Selain cara bertuturnya masih lancar, nenek ini juga memiliki ingatan yang masih jernih. Sedangkan untuk penglihatan dan pendengaran memang sudah tidak bisa diandalkan lagi.
Mbah Satiyah menceritakan saat masih kecil dulu dia tinggal di Desa Menduran, Kecamatan Brati. Setelah menikah dengan sang suami, Mardi Madkahar, Mbah Satiyah diboyong ke Dusun Nganggil, Desa Karanganyar, Kecamatan Purwodadi tersebut.
Dari perkawinan itu dia dikaruniai 12 anak. 3 di antaranya sudah meninggal dunia. Kini sembilan anak tersebut telah tersebar di Kabupaten Grobogan. Tak hanya itu, ada yang tinggal di Jakarta.

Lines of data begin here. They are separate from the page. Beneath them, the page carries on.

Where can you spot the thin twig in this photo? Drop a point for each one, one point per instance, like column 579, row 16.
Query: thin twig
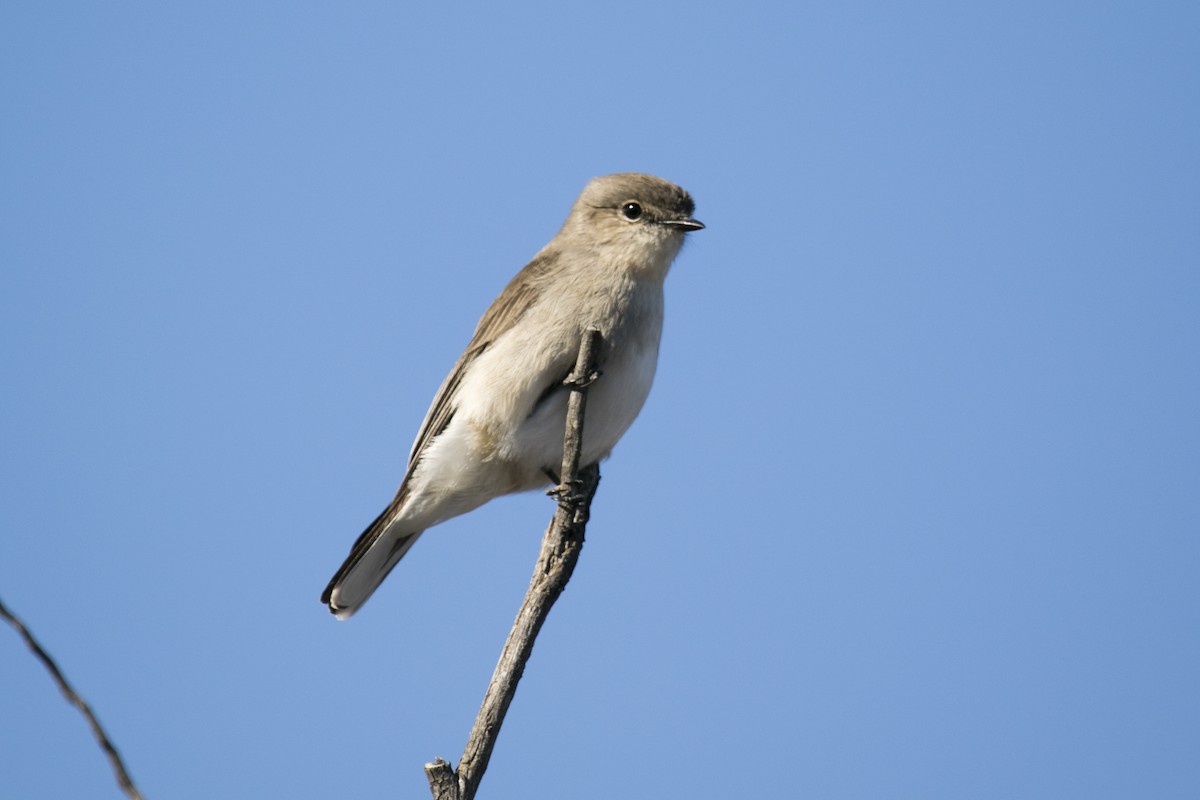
column 559, row 552
column 106, row 744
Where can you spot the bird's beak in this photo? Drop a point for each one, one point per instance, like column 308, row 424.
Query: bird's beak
column 685, row 224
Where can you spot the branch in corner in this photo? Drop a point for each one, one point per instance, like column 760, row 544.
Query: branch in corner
column 106, row 744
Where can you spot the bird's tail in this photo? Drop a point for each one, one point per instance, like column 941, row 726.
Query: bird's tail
column 377, row 551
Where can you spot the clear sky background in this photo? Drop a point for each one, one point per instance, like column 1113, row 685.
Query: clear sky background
column 912, row 510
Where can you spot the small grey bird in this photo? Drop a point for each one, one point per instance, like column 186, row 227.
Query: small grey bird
column 496, row 425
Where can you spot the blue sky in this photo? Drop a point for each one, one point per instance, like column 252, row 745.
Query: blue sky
column 911, row 511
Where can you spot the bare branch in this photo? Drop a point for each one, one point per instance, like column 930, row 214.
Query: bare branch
column 106, row 744
column 559, row 552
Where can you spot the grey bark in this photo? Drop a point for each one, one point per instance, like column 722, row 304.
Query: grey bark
column 559, row 552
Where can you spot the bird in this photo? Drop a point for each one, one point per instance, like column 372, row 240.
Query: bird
column 496, row 425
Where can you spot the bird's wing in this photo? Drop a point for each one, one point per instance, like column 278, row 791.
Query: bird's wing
column 504, row 312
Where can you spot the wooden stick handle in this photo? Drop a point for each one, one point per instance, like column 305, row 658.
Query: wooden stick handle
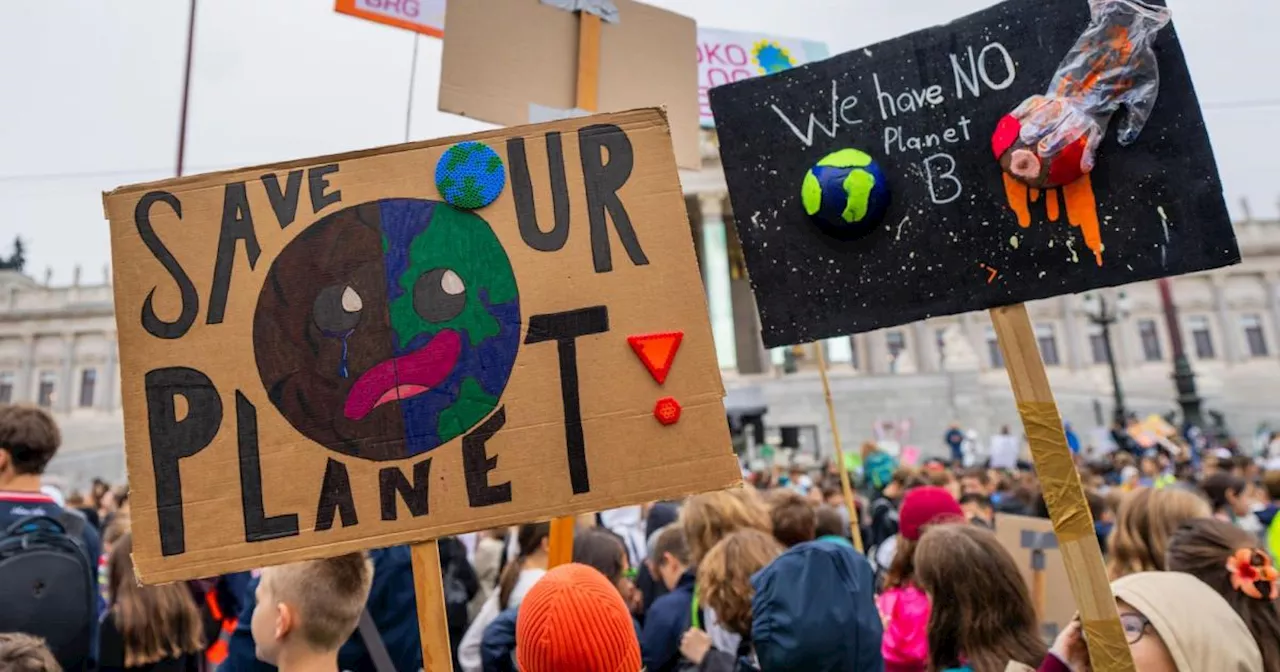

Nenek yang hobi memasak ini rutin melaksanakan salat tengah malam dan puasa sunah maupun wajib. "Mungkin itulah yang membuat tubuh mbah tetap terlihat sehat hingga diusianya yang lebih seabad ini," paparnya.
Nenek tua ini mengaku tidak memiliki rahasia lain yang membuat tetap sehat sampai kemarin. Banyak tetangga yang menanyakan rahasia tetap sehat. "Ada yang mengira mbah saya pakai supranatural. Padahal tidak," ujarnya.
Meski tenaganya kini semakin berkurang. Mbah Satiyah tetap melakukan banyak kegiatan di usia senja. Dia tidak mau diam diri di dalam rumah. Selalu mencari aktivitas agar tubuhnya tetap sehat.